Salma Shah, who was a spad for Sajid Javid when he was home secretary from 2018 to 2019, said the removal of Scholar from the top Treasury job earlier this month was “unsurprising” given widespread animosity towards the exchequer, but was nevertheless “wrong”.

Writing for the Independent, Shah said that while “Treasury orthodoxy” – a long-held bugbear of the new prime minister – is “undeniably frustrating” and should be challenged.

“If you’re a minister or a civil servant in any other government department you have felt the painful sting of His Majesty’s Treasury curtailing your vision with its miserly worship of the scorecard and its twice-annual bean-counting exercise, otherwise known as the Budget... The smug condescension you get when the Treasury pours cold water over your plans and the audacity of making you look at the numbers underpinning them can be a scarring experience,” Shah wrote.

However, she said an adversarial approach would not help the government meet its goals.

“Decapitating the department won’t change the culture. Civil servants multiply like gremlins – more will take the place of the ones you’ve axed. It’s like fighting Game of Thrones’ white walkers – they just keep coming! It’s better to have an argument than a fight and get to a good decision, rather than make a statement with what, from the outside, can be seen as petty recrimination,” she said.

“No one will find it motivating that one of their respected leaders has been given the chop for spurious reasons. The situation demands maturity and rising above personality clashes, otherwise it risks demoralising hard-working and clever people, who will give up and go. That would be a terrible outcome,” she added.

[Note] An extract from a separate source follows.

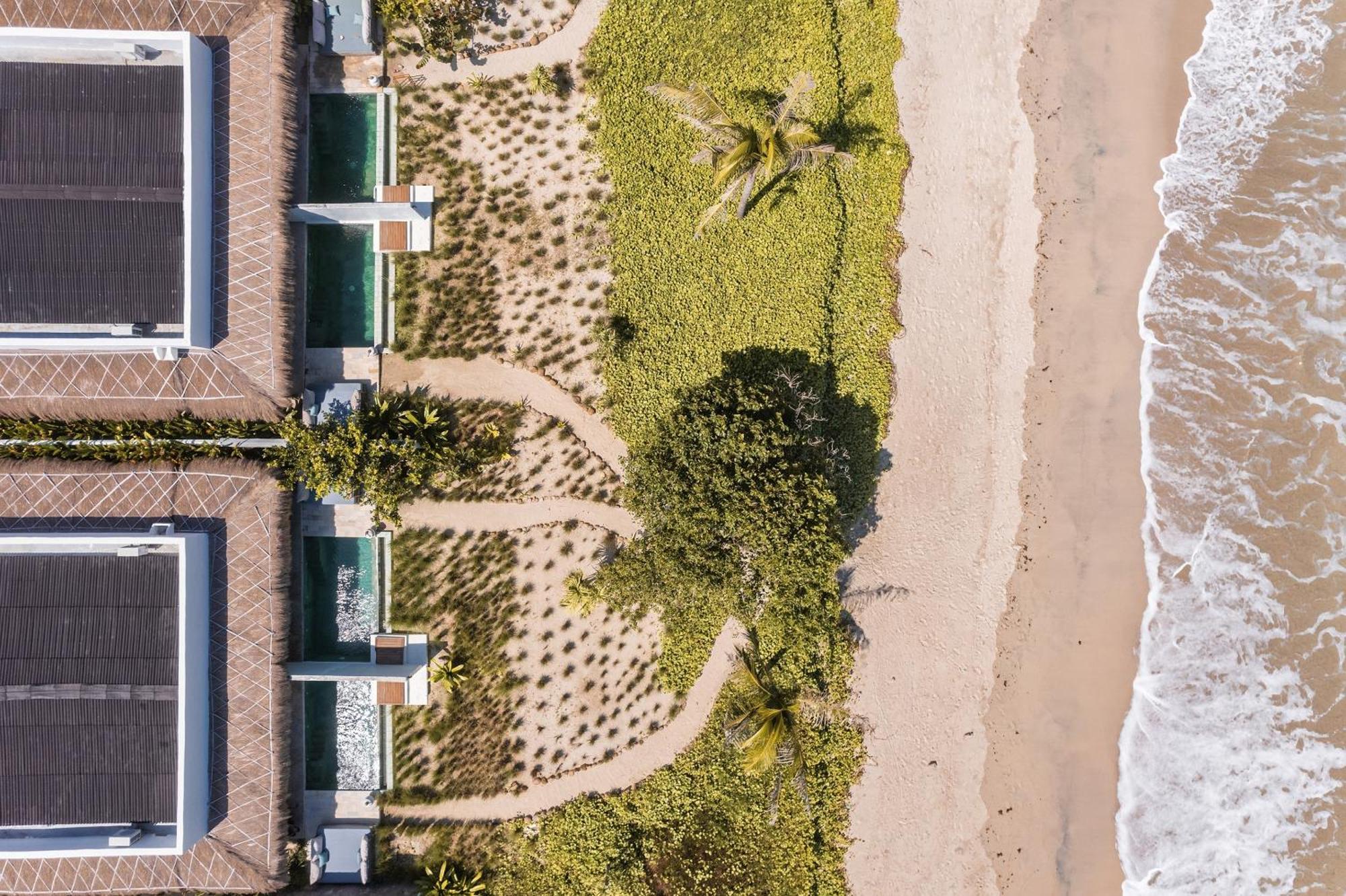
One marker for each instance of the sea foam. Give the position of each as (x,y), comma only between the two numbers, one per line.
(1230,751)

Truss, a previous chief secretary to the Treasury secretary, pledged to take on the “Treasury orthodoxy” during the Conservative Party leadership campaign.

But Shah argued that there are benefits to its approach.

“Sometimes it is difficult to jolt HMT out of its natural habitat of small ‘c’ fiscal conservatism and aversion to risk – but that’s no bad thing,” she said.

She argued that the department “isn’t the hindrance people claim”, noting that it “essentially works to whatever the chancellor of the day wants”.

“It provides impartial advice based on the facts and, if there is a decision to drive it in a different direction, then it complies. Kwasi Kwarteng should learn from his predecessors, who moulded the place in their own images. No one was in any doubt when George Osborne or Gordon Brown were in charge that the department worked for them,” she said.

Former top civil servants were extremely critical of Truss and chancellor Kwasi Kwarteng’s decision to seek “new leadership” at the Treasury, warning that it would damage morale and risk politicising the civil service.

David Normington, a former first civil service commissioner, said that in sacking “one of the ablest civil servants of his generation, the prime minister and chancellor have sent a clear message to the civil service that they are not interested in impartial advice and intend to surround themselves with 'yes' men and women”.

Shah echoed the call to protect civil service impartiality.

“That requires the civil service to ensure that it does, in fact, give impartial advice and seriously attempts to consider views at odds with its infamous ‘orthodoxy’. But a little trust has to be shown by both sides – some goodwill, to mend the fractures,” she wrote.

“The challenges we face are as grave as any we’ve seen for a generation, and we could do without the internal squabbling, however irritating the Treasury can be.”